The Thorny Path to Equitable Healthcare Access
Challenges and solutions to healthcare disparities take precedence as healthcare providers, architects, and developers unite at Legat Architects’ Think Tank session on Health and Wellbeing Design.
On his way home from work, Jack, a husband and father of three, gets into an automobile accident that leaves him with a brain injury. Depending on the severity of his injury, Jack faces a slew of challenges: holding down his job, connecting with friends and family members, and of course, affording healthcare expenses.
This hypothetical but all too common scenario plays out frequently across the nation. Fortunately, there are organizations like Elmhurst, Illinois-based Synapse House that not only welcome people like Jack but also help them find happiness.
That’s the good news. The not-so-good news is that rehabilitation centers and the US healthcare system in general continue to contend with disparities in access to care. The negative outcomes range from underfunded facilities and overburdened caretakers to food deserts and obesity in low-income neighborhoods.
“Health and Wellbeing Design,” the fourth and final installment in Legat’s 2021 Think Tank series, addressed these inequalities head-on. Synapse House founder and Executive Director Deborah Giesler delivered the keynote. The following panel, moderated by Legat’s Sepideh “Sepi” Asadi, brought together healthcare professionals, designers, and developers to discuss hurdles and solutions to not only providing equitable care, but also instilling a more health-conscious mindset among those in underserved communities.
A Model for Physical and Mental Recovery
When she was a speech therapist on a hospital brain injury team, Deborah Giesler noticed that many of those coming out of the hospital would do rehab for a couple of weeks, then be left with a question: what now? This deficiency compelled her to launch Synapse House, which serves Chicago’s Cook County and the “collar counties” that surround it. Its mission is to “empower, engage, and employ individuals affected by brain injury and stroke.”
Synapse House offers a Clubhouse Day Program inspired by the International Clubhouse Model invented in 1943. The model, which has strict standards, allows Synapse House to enhance the quality of life for its club members through a wide variety of activities including exercise, arts programs, virtual gatherings (e.g., a virtual book club), and community outings such as grooming horses or stuffing stockings at a veterans’ organization.
Giesler said, “The Clubhouse Model not only addresses the person’s therapeutic needs but also boosts self-esteem.”
Synapse House also offers community support for veterans with brain injuries to help them reengage with their families, relearn daily living skills, and transition back to school, as well as acquire jobs and housing.
The Challenges to Brain Injury Treatment
During her keynote, Giesler shared many of the challenges that rehabilitation centers like hers face, from funding to transportation.
When a child with Down syndrome is born, parents get flooded with information about many kinds of organizations that can help. When a person acquires a brain injury, however, support is not as easy to find.

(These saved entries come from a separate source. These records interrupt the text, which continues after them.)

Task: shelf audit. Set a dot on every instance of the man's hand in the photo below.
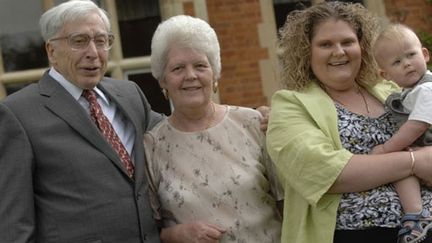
(194, 232)
(265, 112)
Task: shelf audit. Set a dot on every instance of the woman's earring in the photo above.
(215, 84)
(165, 93)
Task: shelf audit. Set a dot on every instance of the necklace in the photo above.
(358, 92)
(211, 117)
(187, 126)
(364, 99)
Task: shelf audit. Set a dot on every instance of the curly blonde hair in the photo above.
(294, 44)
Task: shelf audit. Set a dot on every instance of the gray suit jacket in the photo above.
(60, 181)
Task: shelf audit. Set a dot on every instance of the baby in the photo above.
(402, 59)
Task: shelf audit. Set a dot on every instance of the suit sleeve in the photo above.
(17, 216)
(152, 117)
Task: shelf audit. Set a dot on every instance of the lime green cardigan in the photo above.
(303, 141)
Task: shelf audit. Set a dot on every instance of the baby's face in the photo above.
(403, 61)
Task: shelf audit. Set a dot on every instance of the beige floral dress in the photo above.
(221, 175)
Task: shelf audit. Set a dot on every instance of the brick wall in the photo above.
(235, 22)
(415, 13)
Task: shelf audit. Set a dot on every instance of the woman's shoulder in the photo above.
(158, 128)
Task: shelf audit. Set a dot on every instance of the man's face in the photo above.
(84, 67)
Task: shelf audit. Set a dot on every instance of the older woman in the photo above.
(210, 176)
(324, 124)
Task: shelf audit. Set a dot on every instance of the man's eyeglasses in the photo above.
(81, 41)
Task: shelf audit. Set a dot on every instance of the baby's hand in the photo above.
(379, 149)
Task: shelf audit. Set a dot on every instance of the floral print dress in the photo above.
(220, 175)
(379, 207)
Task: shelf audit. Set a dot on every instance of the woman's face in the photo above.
(188, 77)
(336, 54)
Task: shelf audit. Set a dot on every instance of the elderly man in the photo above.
(71, 154)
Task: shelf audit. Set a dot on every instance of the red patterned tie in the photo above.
(107, 130)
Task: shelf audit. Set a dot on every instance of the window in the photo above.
(137, 21)
(21, 45)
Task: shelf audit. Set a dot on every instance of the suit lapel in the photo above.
(61, 103)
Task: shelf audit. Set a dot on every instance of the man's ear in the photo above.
(49, 48)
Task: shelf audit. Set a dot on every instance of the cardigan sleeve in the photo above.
(303, 141)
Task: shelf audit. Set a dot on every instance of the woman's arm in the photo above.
(364, 172)
(408, 133)
(303, 140)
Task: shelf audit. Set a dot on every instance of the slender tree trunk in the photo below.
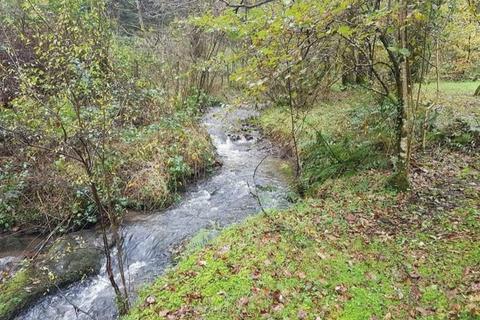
(140, 15)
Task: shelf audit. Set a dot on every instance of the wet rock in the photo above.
(69, 259)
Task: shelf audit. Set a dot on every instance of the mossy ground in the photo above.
(358, 251)
(353, 249)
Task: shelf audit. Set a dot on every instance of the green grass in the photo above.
(353, 250)
(453, 88)
(327, 259)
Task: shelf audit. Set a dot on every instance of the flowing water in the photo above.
(228, 196)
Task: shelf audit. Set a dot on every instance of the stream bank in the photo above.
(228, 196)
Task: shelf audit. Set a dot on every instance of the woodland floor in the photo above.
(356, 250)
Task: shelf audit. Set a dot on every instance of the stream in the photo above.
(228, 196)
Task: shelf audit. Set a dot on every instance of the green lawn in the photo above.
(353, 249)
(361, 252)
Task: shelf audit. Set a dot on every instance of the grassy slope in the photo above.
(354, 250)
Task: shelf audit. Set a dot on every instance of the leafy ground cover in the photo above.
(352, 248)
(356, 251)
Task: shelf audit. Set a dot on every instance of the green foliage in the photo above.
(319, 259)
(12, 185)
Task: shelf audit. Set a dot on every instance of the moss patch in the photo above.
(355, 253)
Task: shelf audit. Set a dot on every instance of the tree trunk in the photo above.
(140, 16)
(400, 177)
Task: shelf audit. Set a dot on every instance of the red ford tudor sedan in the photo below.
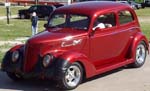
(80, 40)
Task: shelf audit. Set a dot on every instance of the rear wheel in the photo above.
(140, 55)
(72, 77)
(14, 76)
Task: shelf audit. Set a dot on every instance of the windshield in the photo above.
(69, 21)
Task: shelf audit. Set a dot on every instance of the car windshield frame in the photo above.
(82, 24)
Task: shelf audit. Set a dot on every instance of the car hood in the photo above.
(52, 39)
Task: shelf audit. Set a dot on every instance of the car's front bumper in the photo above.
(53, 71)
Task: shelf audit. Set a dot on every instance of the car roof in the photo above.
(90, 7)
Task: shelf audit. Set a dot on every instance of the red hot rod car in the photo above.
(80, 40)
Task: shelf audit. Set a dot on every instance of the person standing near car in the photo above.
(34, 20)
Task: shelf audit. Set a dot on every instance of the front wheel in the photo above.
(72, 77)
(140, 55)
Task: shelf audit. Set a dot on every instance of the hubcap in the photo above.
(140, 54)
(73, 76)
(22, 16)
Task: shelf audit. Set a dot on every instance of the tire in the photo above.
(14, 76)
(72, 77)
(22, 16)
(140, 55)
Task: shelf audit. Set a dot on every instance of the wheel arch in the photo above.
(88, 68)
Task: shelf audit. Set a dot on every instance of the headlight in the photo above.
(15, 56)
(47, 60)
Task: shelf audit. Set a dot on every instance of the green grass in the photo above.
(17, 28)
(13, 10)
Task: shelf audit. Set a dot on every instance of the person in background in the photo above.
(34, 20)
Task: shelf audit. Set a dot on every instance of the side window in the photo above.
(125, 17)
(105, 21)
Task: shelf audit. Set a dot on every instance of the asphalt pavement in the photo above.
(122, 79)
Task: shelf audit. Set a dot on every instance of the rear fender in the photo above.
(136, 40)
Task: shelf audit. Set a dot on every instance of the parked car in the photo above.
(43, 11)
(78, 44)
(147, 3)
(132, 4)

Providers that are available, according to Giesler, are often overextended and in severe need of more space and more funding.
“It’s very difficult to provide people with acquired brain injuries the information and support they need,” she said.
Part of the problem, according to Giesler, are the vast differences between those who suffer from acquired brain injuries, as well as between the types of injuries. Those within a rehabilitation program might include everyone from a 16-year-old recuperating after a car accident or gunshot wound to an 80-year-old recovering from a stroke. Specific injuries can include any mix of physical, cognitive, and behavioral impairments.
The level of the injury complicates matters. The severity of a car accident injury, for instance, depends on a variety of factors such as speed and angle of impact, age of the injured, the post-accident quality of treatment, and how soon it was received.
Moreover, acquired brain injuries do not only result from traumatic incidents; infections like meningitis and neurological disorders like epilepsy can lead to brain injuries.
Thus, acquired brain injury rehabilitation specialists must consider these diverse factors and provide services accordingly.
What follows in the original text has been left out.